At the turn of the 20th Century, the sisters Ada and Minna Everleigh ran one of the most upscale brothels in Chicago: the Everleigh Club. The house, decorated with perfumed fountains, mirrored ceilings and a $15,000 gold-leafed piano in the Music Room, stood at 2131-2133 South Dearborn Street, not far from where Whirl and I now live. Custom House Row and the Levee District– as our neighborhoods were known at the time– were lousy with brothels and gambling halls, drifters, grifters and tramps.
Karen Abbott’s first book, Sin in the Second City, tells the story of “probably the most famous whorehouse in America’s history.” The comparisons to Erik Larson and Devil in the White City are unavoidable: Abbott writes in a similar, literary non-fiction style. She writes about a similar time and place. Many names are repeated in both works. I do not see these as criticisms.

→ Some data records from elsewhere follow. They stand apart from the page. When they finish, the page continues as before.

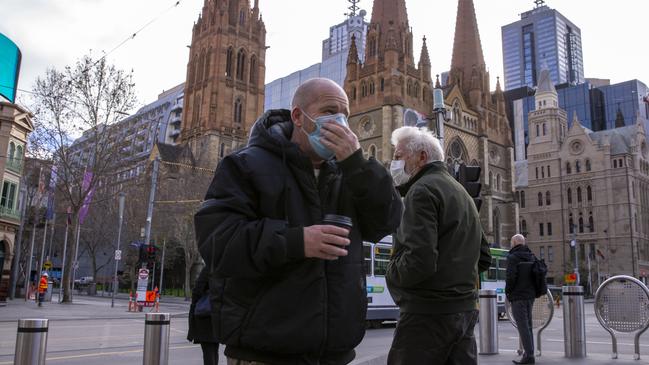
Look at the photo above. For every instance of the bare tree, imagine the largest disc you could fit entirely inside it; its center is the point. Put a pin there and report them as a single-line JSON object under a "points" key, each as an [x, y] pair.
{"points": [[89, 96]]}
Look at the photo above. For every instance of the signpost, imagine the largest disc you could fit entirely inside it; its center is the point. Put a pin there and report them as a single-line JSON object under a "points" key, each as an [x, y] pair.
{"points": [[142, 284]]}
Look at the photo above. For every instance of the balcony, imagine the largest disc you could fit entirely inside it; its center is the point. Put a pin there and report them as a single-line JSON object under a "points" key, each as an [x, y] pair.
{"points": [[15, 165], [7, 213]]}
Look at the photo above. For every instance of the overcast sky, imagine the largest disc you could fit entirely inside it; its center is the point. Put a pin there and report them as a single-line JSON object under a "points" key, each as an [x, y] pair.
{"points": [[54, 33]]}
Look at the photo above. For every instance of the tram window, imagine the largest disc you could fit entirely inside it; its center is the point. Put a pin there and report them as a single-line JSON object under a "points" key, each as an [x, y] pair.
{"points": [[367, 262]]}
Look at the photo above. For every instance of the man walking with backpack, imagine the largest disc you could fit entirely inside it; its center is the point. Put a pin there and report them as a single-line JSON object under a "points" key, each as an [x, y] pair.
{"points": [[521, 291]]}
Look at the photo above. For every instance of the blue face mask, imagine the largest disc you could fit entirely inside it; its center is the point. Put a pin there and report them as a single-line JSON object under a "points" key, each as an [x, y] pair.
{"points": [[314, 137]]}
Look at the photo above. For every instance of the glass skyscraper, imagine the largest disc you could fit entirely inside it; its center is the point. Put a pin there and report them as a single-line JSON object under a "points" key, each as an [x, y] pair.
{"points": [[335, 49], [597, 108], [542, 36]]}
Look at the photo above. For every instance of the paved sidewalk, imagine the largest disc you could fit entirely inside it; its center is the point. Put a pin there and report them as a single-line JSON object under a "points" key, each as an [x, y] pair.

The Chicago Tribune writes in its review:
At the heart of Abbott’s story beats the protracted war between the city’s purveyors of sin and its hawkers of salvation, between the city’s on-the-take pols, cops and brothelkeepers, and its social reformers, crusaders and Bible-thumpers.
So on this day when five colorful men have been convicted on all counts in the landmark Family Secrets mob-conspiracy trial, I return to the seedy Chicago of yesteryear to visit with my friends Michael “Hinky Dink” Kenna and “Bathhouse” John Coughlin. Hope to see you at the Club.